Mine heaps and mine wastes created by the mining industry are some of the extreme habitats made by anthropogenic activity. Interestingly, mine heaps create an environment with specific ecological conditions for plant adaptation. They are characterized by the lack of soil, nutrients, and moisture, as well as an absence of a humus layer. Orchids represent a unique group of plants that are well adapted to these extreme conditions. In this Special Issue, Böhmer et al. [
7] addressed the microbial diversity of orchids in polluted sites. They found that the pH of the initial soils does not significantly affect the presence of fungi and bacteria. Similarly, toxic elements (e.g., As, Pb, Cr, Ni, Co, Cu, Fe) do not affect the occurrence of fungi, bacteria, or orchids. Moreover, microbial communities also provide a huge benefit for orchids to be able to grow in these polluted areas. Additionally, it can be concluded that some of these microbial communities possess huge biotechnological potential in bioremediation of heavy-metal-contaminated areas. This addresses another key feature of microbial community composition in remediating toxic compounds that are a result of anthropogenic activity. Heavy metals have been a matter of concern in various mining-rich locations that possesses a high threat to human health. The chemical remediation of heavy metals is expensive, and exploring an unorthodox pathway can prove to be a sustainable approach.
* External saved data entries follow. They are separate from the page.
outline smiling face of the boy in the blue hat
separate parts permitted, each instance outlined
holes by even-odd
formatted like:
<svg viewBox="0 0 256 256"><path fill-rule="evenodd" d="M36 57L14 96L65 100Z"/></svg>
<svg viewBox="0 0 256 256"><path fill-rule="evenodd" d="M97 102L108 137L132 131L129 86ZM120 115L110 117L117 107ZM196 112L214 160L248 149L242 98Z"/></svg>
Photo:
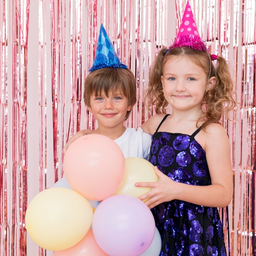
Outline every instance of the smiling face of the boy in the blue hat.
<svg viewBox="0 0 256 256"><path fill-rule="evenodd" d="M90 96L88 110L94 115L99 126L116 127L124 125L127 111L132 109L128 105L128 99L120 92L109 92L108 97L104 92L100 95Z"/></svg>

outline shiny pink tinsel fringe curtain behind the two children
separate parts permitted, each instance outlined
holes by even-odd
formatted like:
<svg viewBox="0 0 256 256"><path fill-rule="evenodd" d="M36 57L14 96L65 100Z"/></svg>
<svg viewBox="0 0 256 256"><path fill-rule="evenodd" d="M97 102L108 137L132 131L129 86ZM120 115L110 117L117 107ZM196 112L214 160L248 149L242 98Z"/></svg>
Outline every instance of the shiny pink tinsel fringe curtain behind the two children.
<svg viewBox="0 0 256 256"><path fill-rule="evenodd" d="M189 2L211 53L229 61L240 103L236 121L223 120L234 169L229 214L220 209L227 247L230 238L231 255L256 255L256 2ZM63 176L68 138L97 126L82 95L100 24L137 77L138 103L126 121L137 128L148 116L150 63L172 43L185 6L186 0L0 0L0 256L53 253L29 238L25 211Z"/></svg>

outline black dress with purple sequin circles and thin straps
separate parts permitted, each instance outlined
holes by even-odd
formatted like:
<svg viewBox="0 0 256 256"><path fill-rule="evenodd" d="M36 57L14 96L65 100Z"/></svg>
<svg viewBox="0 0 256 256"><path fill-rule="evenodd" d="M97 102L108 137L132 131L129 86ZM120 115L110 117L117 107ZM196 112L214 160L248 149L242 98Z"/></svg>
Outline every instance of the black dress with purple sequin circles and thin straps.
<svg viewBox="0 0 256 256"><path fill-rule="evenodd" d="M163 121L168 115L164 117ZM149 161L175 182L207 186L211 177L205 152L193 135L156 132ZM216 207L172 200L152 209L162 238L159 256L227 255L222 222Z"/></svg>

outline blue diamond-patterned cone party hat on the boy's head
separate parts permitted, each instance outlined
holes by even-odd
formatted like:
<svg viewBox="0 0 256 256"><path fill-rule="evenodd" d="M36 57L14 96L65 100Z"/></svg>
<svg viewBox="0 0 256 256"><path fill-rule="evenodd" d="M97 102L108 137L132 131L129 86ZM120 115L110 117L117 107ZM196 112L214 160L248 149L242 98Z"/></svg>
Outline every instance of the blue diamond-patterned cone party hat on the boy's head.
<svg viewBox="0 0 256 256"><path fill-rule="evenodd" d="M106 30L101 24L94 62L89 71L92 72L103 67L127 68L119 60Z"/></svg>

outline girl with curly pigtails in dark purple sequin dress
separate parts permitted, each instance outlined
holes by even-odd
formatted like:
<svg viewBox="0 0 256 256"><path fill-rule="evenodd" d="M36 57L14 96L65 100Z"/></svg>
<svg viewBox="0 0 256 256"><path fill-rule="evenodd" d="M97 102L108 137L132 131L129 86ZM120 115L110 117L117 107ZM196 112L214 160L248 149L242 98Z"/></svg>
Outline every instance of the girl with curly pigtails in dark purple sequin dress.
<svg viewBox="0 0 256 256"><path fill-rule="evenodd" d="M157 115L141 128L153 135L149 161L159 181L135 185L151 188L139 199L149 198L160 256L227 255L217 208L233 194L230 144L220 124L235 107L232 89L225 59L209 54L195 35L177 36L153 63L146 98Z"/></svg>

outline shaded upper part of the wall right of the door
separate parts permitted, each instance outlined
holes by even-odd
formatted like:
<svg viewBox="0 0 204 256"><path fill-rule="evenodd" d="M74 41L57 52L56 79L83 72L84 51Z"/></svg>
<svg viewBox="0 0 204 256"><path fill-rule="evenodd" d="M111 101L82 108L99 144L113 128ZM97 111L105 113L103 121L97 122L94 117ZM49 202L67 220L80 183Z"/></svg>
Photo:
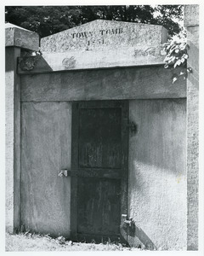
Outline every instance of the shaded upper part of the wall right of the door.
<svg viewBox="0 0 204 256"><path fill-rule="evenodd" d="M183 174L186 99L131 101L130 120L137 125L137 133L129 138L130 168L135 160Z"/></svg>

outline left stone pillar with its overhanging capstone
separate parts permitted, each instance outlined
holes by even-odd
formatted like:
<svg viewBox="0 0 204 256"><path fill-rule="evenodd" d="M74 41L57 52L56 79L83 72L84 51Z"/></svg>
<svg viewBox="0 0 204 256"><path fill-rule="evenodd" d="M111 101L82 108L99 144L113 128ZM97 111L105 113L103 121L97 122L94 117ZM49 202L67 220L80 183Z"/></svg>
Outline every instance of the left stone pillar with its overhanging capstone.
<svg viewBox="0 0 204 256"><path fill-rule="evenodd" d="M20 228L20 76L17 58L21 49L37 50L37 33L6 24L6 230Z"/></svg>

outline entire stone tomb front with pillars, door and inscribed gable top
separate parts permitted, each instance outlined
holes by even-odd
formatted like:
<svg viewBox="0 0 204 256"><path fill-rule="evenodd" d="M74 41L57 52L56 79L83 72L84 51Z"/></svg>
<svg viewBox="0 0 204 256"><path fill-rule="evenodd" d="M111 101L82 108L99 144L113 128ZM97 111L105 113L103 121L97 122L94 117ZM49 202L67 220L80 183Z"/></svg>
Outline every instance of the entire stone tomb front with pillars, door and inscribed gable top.
<svg viewBox="0 0 204 256"><path fill-rule="evenodd" d="M185 26L187 84L162 26L94 20L39 45L6 25L9 232L197 250L197 5Z"/></svg>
Soil salinity is a severe agronomical, ecological, and socioeconomic concern in most arid and semi-arid regions of the world. It is estimated that salinization will threaten more than 50% of arable land worldwide by 2050. Hence, this silent hazard will continue to threaten agricultural sustainability, food security, ecosystem stability, human health, and income generation. The use of plant-growth-promoting bacteria for salt stress alleviation is practiced widely. Since it has no harmful impact on the environment, this method has huge benefits and is widely applied. Arbuscular Mycorrhizal Fungi (
Glomus mosseae) inoculation, alone or in combination with plant-growth-promoting bacteria (
Bacillus amyloliquefaciens), increased biomass accumulation, morphological characteristics, photosynthetic capacity, and rhizospheric soil enzyme activities in saline soils [
8]. Acidic soils occupy around 40% of the total agricultural lands worldwide, representing one of the most important limiting factors of agriculture production. Both liming and plant residue incorporation are widely used practices for the amelioration of acidic soils—however, the difference in their effects is still not fully understood, especially regarding the microbial community. In this Special Issue, Li et al. [
9] demonstrated that liming was effective in elevating soil pH, while plant residue incorporation exerted a comprehensive influence not only on soil pH but also on soil enzyme activity and microbial community. Nannipieri [
10] critically reviewed the soil as a biological system. Still knowledge gaps can be found. This Special Issue shows that technology-driven and hypothesis-driven research should be combined in order to fill the remaining gaps. Particularly imaginative research should address the simulation of the soil microenvironment so as to understand which factors regulate microbial activities in micro-niches.